Lunderberg commented on a change in pull request #39:
URL: https://github.com/apache/tvm-rfcs/pull/39#discussion_r745735959



##########
File path: rfcs/0039-buffer-physical-layout.md
##########
@@ -0,0 +1,640 @@
+- Feature Name: Buffer Physical Layout
+- Authors: Eric Lunderberg (@Lunderberg), Wuwei Lin (@vinx13)
+- Start Date: 2021-10-05
+- RFC PR: [apache/tvm-rfcs#0039](https://github.com/apache/tvm-rfcs/pull/0039)
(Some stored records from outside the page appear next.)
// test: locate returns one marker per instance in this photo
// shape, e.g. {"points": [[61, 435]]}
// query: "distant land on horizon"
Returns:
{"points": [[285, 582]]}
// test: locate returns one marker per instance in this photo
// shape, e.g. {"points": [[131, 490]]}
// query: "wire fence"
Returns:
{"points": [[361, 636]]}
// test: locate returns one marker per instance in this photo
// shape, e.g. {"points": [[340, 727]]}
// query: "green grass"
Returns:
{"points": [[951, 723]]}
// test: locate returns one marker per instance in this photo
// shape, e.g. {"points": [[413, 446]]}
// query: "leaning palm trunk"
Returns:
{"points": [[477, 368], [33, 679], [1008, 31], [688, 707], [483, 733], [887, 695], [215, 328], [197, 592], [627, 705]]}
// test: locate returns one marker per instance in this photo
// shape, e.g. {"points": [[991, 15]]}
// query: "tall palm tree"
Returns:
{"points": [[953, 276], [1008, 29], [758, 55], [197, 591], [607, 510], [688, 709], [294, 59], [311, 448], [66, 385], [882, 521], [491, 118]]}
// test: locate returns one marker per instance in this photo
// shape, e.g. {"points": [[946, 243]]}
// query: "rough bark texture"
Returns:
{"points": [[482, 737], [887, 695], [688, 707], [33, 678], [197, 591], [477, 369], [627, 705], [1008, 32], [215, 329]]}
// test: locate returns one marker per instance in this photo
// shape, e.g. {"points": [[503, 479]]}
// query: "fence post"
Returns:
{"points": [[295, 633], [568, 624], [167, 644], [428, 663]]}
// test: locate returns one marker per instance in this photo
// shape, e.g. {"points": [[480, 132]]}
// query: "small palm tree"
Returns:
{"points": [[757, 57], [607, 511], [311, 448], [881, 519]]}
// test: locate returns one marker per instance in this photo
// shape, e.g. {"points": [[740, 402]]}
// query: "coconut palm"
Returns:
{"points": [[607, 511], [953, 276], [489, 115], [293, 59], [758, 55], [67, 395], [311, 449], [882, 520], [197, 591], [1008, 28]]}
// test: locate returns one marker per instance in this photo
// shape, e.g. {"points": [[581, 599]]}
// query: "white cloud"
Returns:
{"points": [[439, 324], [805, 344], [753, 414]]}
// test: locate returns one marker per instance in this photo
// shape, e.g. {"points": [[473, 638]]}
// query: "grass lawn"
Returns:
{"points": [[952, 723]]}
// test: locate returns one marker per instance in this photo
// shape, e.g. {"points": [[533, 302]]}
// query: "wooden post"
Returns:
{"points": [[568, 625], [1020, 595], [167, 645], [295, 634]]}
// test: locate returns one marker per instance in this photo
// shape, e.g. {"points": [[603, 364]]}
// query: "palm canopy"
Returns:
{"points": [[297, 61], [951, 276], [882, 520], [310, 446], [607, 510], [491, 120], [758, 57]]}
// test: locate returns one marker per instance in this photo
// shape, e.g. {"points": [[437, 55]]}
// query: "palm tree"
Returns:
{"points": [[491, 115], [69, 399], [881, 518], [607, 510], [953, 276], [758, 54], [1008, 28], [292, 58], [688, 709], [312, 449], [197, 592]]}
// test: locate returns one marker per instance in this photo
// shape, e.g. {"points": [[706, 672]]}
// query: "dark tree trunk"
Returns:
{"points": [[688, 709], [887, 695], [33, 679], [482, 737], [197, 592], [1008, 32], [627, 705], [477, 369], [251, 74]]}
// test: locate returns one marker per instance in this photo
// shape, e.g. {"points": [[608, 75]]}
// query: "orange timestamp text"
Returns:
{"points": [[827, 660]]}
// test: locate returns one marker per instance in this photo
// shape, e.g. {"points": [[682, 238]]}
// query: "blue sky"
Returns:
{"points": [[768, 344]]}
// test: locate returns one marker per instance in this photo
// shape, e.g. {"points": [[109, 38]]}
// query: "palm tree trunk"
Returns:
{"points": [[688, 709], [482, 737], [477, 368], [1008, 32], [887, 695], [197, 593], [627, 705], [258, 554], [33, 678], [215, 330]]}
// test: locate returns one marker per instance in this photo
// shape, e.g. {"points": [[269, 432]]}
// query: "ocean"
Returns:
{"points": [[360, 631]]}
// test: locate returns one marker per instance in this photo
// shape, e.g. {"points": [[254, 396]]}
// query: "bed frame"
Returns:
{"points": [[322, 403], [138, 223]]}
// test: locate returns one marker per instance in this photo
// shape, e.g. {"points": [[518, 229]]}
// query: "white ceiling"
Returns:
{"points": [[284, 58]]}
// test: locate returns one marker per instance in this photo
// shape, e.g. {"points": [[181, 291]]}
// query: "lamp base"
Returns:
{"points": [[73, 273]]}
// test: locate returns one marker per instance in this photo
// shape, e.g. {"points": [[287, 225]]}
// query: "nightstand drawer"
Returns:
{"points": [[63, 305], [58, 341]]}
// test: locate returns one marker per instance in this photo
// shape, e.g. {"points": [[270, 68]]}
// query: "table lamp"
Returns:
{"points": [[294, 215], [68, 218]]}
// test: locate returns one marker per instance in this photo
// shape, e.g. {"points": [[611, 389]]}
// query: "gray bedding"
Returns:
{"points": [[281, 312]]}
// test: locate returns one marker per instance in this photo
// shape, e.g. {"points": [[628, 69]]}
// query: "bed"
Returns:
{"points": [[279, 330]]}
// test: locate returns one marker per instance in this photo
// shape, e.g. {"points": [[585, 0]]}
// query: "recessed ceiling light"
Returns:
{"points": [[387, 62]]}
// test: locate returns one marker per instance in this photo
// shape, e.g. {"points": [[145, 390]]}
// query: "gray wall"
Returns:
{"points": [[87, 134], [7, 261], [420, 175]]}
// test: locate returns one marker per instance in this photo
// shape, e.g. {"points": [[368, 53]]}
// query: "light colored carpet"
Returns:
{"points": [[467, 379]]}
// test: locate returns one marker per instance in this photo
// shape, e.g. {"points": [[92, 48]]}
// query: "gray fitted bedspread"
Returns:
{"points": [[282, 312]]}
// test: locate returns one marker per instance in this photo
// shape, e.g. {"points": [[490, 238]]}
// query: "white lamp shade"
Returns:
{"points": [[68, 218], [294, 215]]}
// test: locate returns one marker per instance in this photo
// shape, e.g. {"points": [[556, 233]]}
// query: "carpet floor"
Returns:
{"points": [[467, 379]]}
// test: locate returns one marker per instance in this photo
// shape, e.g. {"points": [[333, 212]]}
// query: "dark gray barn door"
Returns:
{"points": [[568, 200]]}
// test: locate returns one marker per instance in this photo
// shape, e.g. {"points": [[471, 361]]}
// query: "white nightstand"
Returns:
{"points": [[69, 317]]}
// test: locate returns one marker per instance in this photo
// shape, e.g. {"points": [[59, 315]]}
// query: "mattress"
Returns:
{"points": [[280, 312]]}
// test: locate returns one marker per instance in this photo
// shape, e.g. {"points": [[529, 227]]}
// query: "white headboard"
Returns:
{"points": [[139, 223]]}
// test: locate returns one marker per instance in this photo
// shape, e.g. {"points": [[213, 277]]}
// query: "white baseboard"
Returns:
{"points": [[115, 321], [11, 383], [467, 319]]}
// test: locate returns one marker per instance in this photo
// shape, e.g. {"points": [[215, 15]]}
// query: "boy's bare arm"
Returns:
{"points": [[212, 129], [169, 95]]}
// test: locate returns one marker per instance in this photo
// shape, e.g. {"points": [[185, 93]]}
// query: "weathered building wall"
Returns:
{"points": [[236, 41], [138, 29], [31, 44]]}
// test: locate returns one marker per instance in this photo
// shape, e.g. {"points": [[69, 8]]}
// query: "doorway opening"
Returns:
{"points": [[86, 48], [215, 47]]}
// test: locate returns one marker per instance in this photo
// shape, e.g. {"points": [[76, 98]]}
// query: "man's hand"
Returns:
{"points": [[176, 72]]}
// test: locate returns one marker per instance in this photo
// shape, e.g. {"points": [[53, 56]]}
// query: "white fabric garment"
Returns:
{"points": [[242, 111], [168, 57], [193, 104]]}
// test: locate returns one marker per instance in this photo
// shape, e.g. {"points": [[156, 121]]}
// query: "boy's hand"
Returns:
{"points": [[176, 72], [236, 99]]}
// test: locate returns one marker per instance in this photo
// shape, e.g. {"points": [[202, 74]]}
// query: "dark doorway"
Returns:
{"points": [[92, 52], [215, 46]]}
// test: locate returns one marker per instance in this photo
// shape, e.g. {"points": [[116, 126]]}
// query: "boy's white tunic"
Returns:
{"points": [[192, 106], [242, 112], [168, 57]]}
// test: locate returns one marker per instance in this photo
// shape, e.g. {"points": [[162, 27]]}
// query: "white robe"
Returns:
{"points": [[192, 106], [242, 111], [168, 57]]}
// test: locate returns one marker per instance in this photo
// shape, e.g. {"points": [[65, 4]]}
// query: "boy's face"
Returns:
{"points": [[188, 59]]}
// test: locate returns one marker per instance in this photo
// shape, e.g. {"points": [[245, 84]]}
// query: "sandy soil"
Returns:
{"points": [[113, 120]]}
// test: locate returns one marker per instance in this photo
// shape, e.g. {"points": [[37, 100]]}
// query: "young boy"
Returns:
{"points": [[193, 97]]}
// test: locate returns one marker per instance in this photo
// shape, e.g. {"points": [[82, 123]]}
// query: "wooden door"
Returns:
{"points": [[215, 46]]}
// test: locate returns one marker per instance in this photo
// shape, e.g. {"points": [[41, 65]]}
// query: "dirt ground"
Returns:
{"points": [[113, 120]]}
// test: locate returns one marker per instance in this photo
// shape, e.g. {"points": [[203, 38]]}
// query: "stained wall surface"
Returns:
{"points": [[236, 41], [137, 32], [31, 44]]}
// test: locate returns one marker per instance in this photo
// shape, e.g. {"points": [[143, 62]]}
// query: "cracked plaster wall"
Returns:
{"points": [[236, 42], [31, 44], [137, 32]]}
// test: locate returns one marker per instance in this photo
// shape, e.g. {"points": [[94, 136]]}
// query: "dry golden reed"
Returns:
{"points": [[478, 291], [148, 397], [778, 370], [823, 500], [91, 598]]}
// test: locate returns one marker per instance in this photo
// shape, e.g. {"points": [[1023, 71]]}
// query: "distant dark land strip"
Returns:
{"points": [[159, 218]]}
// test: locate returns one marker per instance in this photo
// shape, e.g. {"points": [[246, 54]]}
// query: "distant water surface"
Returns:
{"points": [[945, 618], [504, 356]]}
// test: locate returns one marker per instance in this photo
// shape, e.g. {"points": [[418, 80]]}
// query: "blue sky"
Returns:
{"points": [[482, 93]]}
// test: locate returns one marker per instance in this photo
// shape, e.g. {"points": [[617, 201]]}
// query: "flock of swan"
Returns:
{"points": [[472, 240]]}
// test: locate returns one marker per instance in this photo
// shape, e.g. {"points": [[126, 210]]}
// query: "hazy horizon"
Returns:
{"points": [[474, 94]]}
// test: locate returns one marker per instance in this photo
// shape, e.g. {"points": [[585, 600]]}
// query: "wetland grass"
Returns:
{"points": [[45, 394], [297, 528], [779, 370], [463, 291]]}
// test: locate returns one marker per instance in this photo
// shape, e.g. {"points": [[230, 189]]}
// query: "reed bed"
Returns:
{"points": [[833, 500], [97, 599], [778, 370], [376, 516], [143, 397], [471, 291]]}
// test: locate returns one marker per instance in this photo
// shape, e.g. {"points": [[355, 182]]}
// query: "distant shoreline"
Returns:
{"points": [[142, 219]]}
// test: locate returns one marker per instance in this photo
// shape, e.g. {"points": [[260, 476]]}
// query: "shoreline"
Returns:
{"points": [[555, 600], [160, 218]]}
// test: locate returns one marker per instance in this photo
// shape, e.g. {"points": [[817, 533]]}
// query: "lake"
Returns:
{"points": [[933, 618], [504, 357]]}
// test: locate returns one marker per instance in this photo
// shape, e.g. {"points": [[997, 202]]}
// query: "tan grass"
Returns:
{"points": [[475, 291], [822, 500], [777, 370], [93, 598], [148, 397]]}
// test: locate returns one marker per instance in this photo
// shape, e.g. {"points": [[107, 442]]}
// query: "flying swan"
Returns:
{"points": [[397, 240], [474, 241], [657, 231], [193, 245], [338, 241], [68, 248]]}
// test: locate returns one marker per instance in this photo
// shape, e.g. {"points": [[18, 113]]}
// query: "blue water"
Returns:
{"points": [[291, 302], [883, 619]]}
+- GitHub Issue: Not Yet Written
+- Related RFCs: [RFC#0042](https://github.com/apache/tvm-rfcs/pull/0042)
+
+# Summary
+[summary]: #summary
+
+This RFC introduces layout transformations that can be applies to a
+buffer during the lowering process.  These transformations will be
+part of the schedule, allowing the same compute definition to be used
+across multiple different layouts.
+
+[RFC#0042](https://github.com/apache/tvm-rfcs/pull/0042) is intended
+to make these buffer transformations easier to write, though it isn't
+strictly necessary for this change.
+
+# Motivation
+[motivation]: #motivation
+
+Currently, TVM assumes that all buffers can be treated as flat memory.
+That is, while a tensor may have N dimensions, the underlying buffer
+allocated by the low-level codegen has a single value defining the
+size, and access into that buffer is done using a single index.  This
+assumptions holds for most cases, such as a CPU accessing RAM, but
+doesn't hold in all cases.  For example, texture memory on a GPU
+requires two indices to access.
+
+In addition, computations that are semantically identical (e.g. 2-d
+convolution) require independent compute definitions and schedules
+(e.g. `conv2d_nchw` and `conv2d_hwcn`) based on the format of the data
+accepted as input.
+
+This RFC introduces a mechanism to specify transformations to be
+applied to the layout of buffers in memory, including the option to
+present multi-dimensional indices to the low-level code generators.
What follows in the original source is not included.